After a lot of setup work, we were finally ready to have the shotcrete sprayed over our bedroom wing. The Quonset garage was actually done at the same time, but that is another post.
In this post, we have some pics to illustrate the process and challenges, along with some tips for anyone planning to do something similar.
But first, The video.
The Video
Challenges
Financial
Try to get a quote that includes some expectation of how far they will get.
With each shotcrete visit, the cost (when I divide out per yard) has gone up dramatically. I don’t have the calculation right in front of me, but this visit was more than double the cost per yard of the basement job, and that first one totally blew the original estimate out of the water. So, as you can imagine, we have now (writing after the 3rd shotcrete session) blown thru all the money we allocated for shotcrete in the budget. It is not so much that the shotcrete company underestimated the daily costs, but they dramatically overstated the amount they could get done in a day. During this run, there was one day when they only got 8 yards (because the compressor broke), other days got 16 or 24. They said they would pro-rate, but in the end, the costs were all the same per day. If you are paying a daily rate and the volume can vary from 8 to 24 yards, it is difficult to budget.
We will need to come to a better agreement that factors in some of my expectations when we do the next shotcrete. We want to be fair (it is hard specialized work), but we don’t want to go bankrupt either. Next time, I am going to try and work in some better expectations of how far they should get for the money. It probably seems basic, but I am sure it is easier said than done.
A few more guys is a good thing.
Each day costs thousands of dollars for the base crew and concrete… The extra finishing guys are just a few hundred dollars each. That is a bargain when you realize how much energy they save the base crew (so those guys get more concrete up) and how much smoother they make the walls (so you can save on waterproofing).

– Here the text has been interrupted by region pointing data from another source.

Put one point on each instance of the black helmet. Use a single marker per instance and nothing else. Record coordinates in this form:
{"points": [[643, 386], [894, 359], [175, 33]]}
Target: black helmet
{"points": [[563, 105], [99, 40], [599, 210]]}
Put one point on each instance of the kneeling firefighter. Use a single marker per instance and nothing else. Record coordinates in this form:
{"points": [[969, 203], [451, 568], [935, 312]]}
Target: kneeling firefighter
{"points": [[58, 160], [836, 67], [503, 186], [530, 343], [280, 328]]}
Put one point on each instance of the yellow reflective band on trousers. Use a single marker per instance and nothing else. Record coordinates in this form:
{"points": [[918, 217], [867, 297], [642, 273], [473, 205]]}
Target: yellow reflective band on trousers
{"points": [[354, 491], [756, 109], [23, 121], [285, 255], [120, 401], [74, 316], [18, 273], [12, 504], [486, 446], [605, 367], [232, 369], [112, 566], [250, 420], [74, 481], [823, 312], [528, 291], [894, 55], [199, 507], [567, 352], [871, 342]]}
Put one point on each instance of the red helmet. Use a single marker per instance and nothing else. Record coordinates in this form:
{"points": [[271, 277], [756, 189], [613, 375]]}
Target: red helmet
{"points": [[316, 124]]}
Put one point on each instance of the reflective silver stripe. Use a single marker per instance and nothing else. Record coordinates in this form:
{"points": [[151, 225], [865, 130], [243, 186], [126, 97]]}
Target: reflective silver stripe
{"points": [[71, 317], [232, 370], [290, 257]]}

The lift will save you more than it costs.
The lift rental was over a thousand dollars. This got worse because the shotcrete took a weekend and several days more than expected. But actually, they guys at Wolverine Rental were pretty cool about it and made me a good deal that factored in days when I wasn’t actually using the rental, even though it was sitting on my lot.
The crew would have liked a nicer lift with a more powerful engine and tracks, I can’t even comment on how much more that would have cost because I simply couldn’t find one at any of the rental places in my area. I suppose it would have saved a little time (they got stuck a few times), but probably not enough to justify the additional cost (I am guessing it would be a lot more).
The crew also complained about not having a second lift for the finishing crew. Looking back, this may have paid for its self… I’ll have to do a more careful financial analysis when I get a chance, but probably. Looking forward toward my remaining shotcrete jobs, I don’t think there will be enough lift work to justify two, but maybe…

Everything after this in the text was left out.